Tenor and soprano sax visionary Chris Potter has produced a richly poised, seductive album in The Dreamer is the Dream, on which the American musician shines in the company of pianist David Virelles, percussionist Marcus Gilmore and Joe Martin on double bass.
The opener Heart in Hand is a languorous exercise, sultry and slow-moving like Miles Davis’s aching ballad, Blue in Green but without the wistful air we associate with that one. It is glorious, you could listen forever to its cadenzas with the certainty that you would never quite tap into its secrets.
Ilimba begins with earthy Ilimba drum, played by Potter himself, a multi-instrumentalist who also handles flute and samples.
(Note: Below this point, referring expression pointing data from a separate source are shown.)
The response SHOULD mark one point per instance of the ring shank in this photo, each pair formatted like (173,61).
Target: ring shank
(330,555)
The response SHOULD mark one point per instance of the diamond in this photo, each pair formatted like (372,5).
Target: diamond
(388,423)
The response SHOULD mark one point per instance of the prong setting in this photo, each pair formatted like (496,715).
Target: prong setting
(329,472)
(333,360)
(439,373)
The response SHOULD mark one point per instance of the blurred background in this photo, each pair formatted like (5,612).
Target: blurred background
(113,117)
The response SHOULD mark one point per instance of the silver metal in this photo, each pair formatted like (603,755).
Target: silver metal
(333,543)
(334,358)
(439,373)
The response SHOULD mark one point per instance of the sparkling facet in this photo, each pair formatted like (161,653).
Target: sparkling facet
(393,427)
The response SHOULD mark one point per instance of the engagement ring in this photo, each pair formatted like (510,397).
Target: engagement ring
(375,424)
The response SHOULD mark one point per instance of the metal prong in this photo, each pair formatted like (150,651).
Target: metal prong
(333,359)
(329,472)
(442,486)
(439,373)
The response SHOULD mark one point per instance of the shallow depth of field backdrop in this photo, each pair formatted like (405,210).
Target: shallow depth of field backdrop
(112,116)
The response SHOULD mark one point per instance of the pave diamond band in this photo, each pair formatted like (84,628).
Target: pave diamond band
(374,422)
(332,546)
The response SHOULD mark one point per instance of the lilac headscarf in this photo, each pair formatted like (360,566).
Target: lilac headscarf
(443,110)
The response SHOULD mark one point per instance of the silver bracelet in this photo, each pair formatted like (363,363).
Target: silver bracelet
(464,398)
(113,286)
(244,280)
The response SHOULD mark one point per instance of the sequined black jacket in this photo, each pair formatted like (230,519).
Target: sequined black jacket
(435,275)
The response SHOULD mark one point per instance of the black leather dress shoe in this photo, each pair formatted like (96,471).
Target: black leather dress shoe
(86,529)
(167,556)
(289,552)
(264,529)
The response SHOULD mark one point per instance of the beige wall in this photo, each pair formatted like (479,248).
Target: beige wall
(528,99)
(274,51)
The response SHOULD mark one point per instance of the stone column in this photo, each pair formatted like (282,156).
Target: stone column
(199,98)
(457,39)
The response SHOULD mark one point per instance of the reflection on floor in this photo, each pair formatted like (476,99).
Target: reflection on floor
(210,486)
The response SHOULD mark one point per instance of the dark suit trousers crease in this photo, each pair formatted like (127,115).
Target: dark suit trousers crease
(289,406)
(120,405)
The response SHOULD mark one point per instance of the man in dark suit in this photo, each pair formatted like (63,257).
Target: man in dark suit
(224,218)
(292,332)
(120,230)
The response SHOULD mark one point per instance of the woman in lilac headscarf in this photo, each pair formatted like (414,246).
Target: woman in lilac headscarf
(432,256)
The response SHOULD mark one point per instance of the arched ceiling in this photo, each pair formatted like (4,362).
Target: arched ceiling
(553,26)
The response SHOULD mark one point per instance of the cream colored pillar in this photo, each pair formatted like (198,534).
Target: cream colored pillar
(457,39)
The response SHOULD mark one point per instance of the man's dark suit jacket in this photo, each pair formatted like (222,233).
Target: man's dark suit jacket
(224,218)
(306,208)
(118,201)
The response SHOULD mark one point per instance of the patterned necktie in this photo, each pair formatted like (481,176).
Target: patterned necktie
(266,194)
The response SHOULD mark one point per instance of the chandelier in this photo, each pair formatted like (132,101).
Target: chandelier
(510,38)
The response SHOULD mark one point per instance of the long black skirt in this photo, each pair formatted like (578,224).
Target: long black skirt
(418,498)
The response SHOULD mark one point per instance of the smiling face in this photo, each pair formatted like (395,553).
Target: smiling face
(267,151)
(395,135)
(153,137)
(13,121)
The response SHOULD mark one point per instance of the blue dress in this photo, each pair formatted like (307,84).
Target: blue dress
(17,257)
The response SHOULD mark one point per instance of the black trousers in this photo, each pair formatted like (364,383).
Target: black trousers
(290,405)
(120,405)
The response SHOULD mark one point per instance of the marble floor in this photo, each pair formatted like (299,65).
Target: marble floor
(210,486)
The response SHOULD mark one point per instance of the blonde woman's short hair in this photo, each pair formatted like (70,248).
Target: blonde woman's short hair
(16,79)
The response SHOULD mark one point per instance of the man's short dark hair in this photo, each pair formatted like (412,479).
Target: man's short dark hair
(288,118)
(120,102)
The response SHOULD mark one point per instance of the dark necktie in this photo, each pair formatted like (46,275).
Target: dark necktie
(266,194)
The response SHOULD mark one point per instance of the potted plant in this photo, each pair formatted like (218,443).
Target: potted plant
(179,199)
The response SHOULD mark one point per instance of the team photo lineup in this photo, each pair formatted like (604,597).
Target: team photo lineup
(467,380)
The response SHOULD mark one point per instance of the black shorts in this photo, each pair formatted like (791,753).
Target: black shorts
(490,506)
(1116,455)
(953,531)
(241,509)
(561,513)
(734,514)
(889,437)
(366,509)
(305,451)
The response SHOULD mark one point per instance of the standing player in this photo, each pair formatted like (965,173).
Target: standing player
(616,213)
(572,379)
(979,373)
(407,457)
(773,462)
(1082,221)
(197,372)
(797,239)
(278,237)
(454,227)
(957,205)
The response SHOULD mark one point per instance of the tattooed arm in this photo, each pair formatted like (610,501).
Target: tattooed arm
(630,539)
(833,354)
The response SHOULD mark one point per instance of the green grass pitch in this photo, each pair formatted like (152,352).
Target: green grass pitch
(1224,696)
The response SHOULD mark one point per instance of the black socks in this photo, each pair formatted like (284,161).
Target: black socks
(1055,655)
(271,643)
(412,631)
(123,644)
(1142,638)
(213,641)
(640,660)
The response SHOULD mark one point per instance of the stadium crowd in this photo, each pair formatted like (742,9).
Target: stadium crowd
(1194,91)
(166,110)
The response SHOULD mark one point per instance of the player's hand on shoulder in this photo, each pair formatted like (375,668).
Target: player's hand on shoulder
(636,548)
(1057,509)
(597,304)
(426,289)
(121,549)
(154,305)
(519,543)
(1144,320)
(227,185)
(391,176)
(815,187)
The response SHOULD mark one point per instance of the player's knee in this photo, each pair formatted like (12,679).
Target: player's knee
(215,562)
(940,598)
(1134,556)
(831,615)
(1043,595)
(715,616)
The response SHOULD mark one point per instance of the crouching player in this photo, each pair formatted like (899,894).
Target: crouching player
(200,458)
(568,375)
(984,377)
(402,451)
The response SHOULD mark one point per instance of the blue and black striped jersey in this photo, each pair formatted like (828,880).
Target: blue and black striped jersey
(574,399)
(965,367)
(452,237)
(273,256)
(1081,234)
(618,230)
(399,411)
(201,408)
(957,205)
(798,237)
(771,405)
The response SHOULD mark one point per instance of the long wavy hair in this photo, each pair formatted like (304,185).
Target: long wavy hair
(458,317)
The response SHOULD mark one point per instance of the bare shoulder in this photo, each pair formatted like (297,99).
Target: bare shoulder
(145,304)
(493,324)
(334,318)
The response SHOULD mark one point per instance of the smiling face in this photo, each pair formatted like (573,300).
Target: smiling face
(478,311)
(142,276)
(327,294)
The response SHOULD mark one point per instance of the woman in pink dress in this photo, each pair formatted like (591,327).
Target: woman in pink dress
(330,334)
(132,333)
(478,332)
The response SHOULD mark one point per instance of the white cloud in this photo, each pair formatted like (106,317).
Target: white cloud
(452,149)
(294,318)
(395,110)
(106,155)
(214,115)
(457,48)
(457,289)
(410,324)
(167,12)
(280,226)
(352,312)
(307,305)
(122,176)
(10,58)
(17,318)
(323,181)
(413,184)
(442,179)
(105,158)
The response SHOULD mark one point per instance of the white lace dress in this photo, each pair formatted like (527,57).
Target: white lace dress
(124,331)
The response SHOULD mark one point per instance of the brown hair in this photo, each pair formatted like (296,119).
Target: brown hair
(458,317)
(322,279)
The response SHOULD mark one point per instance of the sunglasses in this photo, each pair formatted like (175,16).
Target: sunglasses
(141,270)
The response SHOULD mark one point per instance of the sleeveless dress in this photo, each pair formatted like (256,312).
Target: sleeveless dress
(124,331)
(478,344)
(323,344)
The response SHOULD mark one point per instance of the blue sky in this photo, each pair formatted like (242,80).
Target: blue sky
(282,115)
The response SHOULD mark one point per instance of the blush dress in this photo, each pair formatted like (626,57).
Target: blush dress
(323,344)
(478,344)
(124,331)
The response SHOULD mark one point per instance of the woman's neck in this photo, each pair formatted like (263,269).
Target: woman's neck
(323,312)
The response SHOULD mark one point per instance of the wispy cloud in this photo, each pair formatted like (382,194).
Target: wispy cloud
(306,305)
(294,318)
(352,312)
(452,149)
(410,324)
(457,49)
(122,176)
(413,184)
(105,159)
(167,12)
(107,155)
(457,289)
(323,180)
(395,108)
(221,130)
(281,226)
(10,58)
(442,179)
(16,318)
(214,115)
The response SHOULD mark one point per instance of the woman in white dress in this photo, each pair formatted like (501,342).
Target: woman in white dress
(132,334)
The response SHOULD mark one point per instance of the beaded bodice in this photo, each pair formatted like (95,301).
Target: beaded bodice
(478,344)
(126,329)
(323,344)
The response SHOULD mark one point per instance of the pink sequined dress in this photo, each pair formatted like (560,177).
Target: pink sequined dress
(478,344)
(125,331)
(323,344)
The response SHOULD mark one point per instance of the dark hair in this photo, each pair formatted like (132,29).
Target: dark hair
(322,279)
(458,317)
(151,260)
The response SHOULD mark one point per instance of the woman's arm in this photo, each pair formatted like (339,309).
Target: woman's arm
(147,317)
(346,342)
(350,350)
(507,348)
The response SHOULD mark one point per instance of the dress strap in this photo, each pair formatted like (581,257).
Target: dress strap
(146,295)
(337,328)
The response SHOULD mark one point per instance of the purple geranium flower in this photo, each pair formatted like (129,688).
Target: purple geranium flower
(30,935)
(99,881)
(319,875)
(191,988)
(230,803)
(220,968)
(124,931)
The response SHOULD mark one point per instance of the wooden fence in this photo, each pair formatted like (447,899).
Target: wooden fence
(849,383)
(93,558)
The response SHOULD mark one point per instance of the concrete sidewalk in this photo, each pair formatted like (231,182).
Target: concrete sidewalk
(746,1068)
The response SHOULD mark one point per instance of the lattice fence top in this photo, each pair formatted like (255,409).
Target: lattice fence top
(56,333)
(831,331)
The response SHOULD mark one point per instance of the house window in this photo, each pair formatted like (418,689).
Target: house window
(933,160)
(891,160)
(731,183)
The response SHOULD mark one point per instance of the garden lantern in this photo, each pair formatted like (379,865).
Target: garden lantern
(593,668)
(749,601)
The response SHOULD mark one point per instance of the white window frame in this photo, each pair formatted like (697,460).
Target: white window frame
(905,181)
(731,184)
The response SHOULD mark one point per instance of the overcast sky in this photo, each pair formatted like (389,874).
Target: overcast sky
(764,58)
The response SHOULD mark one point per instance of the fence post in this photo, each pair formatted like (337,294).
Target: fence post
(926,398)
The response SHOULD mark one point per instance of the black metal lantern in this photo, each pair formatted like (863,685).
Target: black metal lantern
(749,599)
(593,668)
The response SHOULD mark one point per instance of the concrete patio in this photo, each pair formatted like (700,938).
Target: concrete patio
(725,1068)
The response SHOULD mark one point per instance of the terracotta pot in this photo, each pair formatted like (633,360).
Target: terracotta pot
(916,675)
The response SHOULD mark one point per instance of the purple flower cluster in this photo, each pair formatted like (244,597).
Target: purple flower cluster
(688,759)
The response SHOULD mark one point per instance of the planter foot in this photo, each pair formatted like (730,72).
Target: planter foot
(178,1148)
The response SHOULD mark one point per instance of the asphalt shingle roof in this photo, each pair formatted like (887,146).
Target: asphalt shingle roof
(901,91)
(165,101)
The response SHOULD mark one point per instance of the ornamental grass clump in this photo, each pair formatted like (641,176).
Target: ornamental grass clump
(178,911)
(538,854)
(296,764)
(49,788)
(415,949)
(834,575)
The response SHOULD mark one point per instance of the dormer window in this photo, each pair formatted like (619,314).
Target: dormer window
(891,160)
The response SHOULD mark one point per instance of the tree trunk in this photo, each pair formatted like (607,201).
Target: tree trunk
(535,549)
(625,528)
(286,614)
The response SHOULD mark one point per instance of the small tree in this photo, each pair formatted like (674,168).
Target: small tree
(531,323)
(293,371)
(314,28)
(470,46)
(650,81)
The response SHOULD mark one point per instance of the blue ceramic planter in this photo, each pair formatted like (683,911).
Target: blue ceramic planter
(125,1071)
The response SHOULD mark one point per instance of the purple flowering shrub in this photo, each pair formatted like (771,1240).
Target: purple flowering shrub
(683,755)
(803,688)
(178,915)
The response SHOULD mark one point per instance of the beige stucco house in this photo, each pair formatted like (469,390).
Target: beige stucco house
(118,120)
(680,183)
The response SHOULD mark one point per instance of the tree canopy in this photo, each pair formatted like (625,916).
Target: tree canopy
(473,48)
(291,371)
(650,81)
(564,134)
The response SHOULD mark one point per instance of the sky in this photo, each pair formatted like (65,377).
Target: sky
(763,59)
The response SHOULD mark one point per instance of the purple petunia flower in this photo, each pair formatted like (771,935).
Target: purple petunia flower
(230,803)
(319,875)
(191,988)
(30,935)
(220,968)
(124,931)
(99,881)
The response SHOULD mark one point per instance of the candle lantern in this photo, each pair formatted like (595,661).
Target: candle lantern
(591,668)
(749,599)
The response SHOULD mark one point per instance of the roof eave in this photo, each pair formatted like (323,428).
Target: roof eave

The drum in question is played in Zimbabwe and Tanzania, and the body of the instrument is made from the hard outer shell of a gourd.
Pianist and celeste player David Virelles spent his youth in Cuba and is, according to Potter, steeped in the folkloric rhythms of that island. You certainly sense something Cuban indeed in feathery, brightly-hued touches and flourishes. However, slow, sensuous pieces like Heart in Hand, Memory and Desire and their natural companions, the free-spirited, poly-rhythmic tone poems Yasodhara and The Dreamer is the Dream are not particularly tropical in inclination. Yet they lure you on up their Coltrane (train) tracks, and the former features particularly well-judged percussion from Gilmore.
Cuban-influenced or not, there is, it has to be said, real heat radiating off the six tracks. Pre-production was done in Switzerland before the ensemble repaired to New York’s Avatar Studios to record what is a rich, yet curiously elusive album.